MADISON, Wis. — ON Semiconductor doesn’t usually come off as a powerhouse in image sensor technology, largely because the $2.8 billion company has a broad product portfolio spread across different markets.
Moreover, ON Semiconductor’s image sensors aren’t designed into consumer products such as smartphones or tablets -- the two biggest market drivers in the recent growth of CMOS image sensors. The company’s focus on the high-margin industrial market for machine vision tends to keep it under the radar.
But this is a general perception that’s about to change.
ON Semiconductor just last week signed a definitive agreement to acquire Truesense Imaging Inc., which for 40 years served as Eastman Kodak’s imaging division.
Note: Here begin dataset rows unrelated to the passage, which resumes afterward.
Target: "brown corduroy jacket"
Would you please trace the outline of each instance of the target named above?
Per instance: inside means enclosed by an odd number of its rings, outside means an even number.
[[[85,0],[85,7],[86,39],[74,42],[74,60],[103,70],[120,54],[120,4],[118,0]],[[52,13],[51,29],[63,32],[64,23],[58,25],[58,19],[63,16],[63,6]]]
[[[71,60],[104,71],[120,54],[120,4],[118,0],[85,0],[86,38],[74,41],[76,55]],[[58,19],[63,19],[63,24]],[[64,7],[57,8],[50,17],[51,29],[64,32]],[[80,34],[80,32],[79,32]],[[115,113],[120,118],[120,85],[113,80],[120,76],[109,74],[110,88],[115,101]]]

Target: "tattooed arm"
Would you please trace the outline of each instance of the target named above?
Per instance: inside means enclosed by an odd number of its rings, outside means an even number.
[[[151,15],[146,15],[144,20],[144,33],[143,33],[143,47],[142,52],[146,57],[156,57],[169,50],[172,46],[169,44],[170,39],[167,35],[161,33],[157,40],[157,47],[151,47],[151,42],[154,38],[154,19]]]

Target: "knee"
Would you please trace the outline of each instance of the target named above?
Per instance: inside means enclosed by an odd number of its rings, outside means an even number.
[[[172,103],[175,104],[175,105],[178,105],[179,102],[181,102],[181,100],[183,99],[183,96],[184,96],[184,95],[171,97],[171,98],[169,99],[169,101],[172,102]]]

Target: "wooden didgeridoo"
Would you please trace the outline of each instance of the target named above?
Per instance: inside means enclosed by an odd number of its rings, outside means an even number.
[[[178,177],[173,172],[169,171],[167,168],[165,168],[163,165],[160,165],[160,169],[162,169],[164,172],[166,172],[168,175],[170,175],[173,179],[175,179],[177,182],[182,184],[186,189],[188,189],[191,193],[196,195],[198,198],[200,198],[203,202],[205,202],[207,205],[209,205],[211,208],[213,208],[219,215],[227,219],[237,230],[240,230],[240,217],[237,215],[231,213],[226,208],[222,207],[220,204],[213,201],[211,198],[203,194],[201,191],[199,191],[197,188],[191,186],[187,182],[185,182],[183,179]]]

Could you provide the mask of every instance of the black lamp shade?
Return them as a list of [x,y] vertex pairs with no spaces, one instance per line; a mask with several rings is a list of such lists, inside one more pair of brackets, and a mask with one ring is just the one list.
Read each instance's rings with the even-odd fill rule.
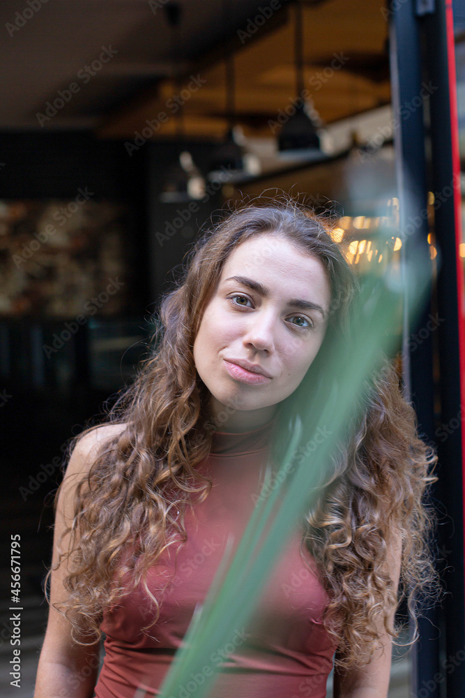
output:
[[278,150],[321,150],[320,139],[304,105],[296,107],[296,112],[284,124],[277,138]]

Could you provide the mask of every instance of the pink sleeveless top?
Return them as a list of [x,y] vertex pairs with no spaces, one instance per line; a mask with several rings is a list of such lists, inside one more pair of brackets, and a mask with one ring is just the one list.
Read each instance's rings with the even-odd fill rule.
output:
[[[157,623],[141,586],[104,614],[105,657],[94,698],[152,698],[184,637],[196,606],[204,600],[228,536],[236,550],[259,495],[274,421],[251,431],[216,431],[209,455],[197,466],[213,480],[206,498],[186,510],[187,542],[177,561],[168,548],[148,572],[160,604]],[[328,597],[312,558],[296,531],[277,558],[246,627],[212,661],[220,667],[211,690],[222,698],[326,698],[336,646],[324,630]],[[304,563],[305,556],[307,564]],[[176,568],[175,568],[176,561]],[[170,579],[172,581],[160,594]],[[194,690],[195,697],[197,691]],[[178,698],[178,692],[176,692]]]

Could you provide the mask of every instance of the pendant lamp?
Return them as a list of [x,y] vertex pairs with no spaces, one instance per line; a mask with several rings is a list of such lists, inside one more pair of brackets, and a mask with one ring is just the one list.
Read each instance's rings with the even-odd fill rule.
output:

Yole Développement’s list of key players in machine vision begins with Truesense and continues on to Aptina, ON Semiconductor, PhotonFocus, e2v, CMOSIS, Xfab, Lfoundry, TowerJazz, Sony, and Hamamatsu. Given this order of importance, ON Semiconductor has clearly carved out space on the most visible part of the map by buying its biggest competitor.
The acquisition, scheduled to close at the end of the current quarter, is expected to strengthen ON Semiconductor’s already established high-speed, high-performance CMOS image sensor business.
ON Semiconductor combined its home-grown imaging and light sensor business with the CMOS image sensor product lines it acquired in 2011 from Cypress Semiconductor. Cypress’s image sensor technology was rooted in IMEC spinoff FillFactory in Belgium, which Cypress bought in 2004.
On to automotive?
Industry observers expect ON Semiconductor to move its image sensor products into the automotive market soon. However, in an interview with EE Times, Edwin Ringoot, strategic marketing manager for the Image Sensor business unit, hesitated to comment on any specifics for the company's plan to move in the automotive sector. He only agreed that carmakers’ demand for multiple cameras is becoming a significant market force.
As Eric Mounier, a senior analyst at Yole, explains, CMOS image sensors for the automotive sector must have specific characteristics. They include: high dynamic range, no motion artifacts, a low price (less than $10), robustness, and low-light sensing.
Brian O'Rourke, senior principal analyst at IHS, agrees. The ability to stand up to difficult environments, in addition to near-IR capability and longer lifecycle, are particularly important for automotive, he says: “A new sensor maker entering the automotive market would need to invest years before seeing a payoff.”
That timetable might well serve ON Semiconductor. The company has specialized in high-performance image sensors for machine vision for years, although it probably needs further modifications to its image sensor product lines to compete effectively in automotive.
Internally defining high-speed sensors as a product capable of capturing images between 250 frames per second and 500 frames per second, ON Semiconductor has the No. 1 share in that specific market, according to Ringroot. Imagine a car driving at high speed on a highway, he says. The ability for that car to detect a small object on the highway would require a high-speed image sensor.
Making it clear that ON Semiconductor does not compete with smartphone image sensor suppliers such as Sony or Omnivision, Ringoot says his company has a stronghold in such markets as specialty CMOS sensors and standard and turnkey custom image and light sensors.
Armed with very fast global shutter 2D sensors and products that meet industrial and space/military standards, ON Semiconductor’s image sensors are typically gunning for applications such as machine vision, biometrics, barcode, medical, digital cinema, space and military, motion analysis, and intelligent traffic system (ITS), says Ringroot.
Against that backdrop, ON Semiconductor this week launched a new family of CMOS image sensors called Python. With resolutions of 300 K, 500 K, and 1.3 megapixels, respectively, the Python 300, 500, and 1300 are designed to address the needs of general-purpose industrial image sensing applications. Later this year, ON Semiconductor is planning to add more Python sensors with higher resolutions.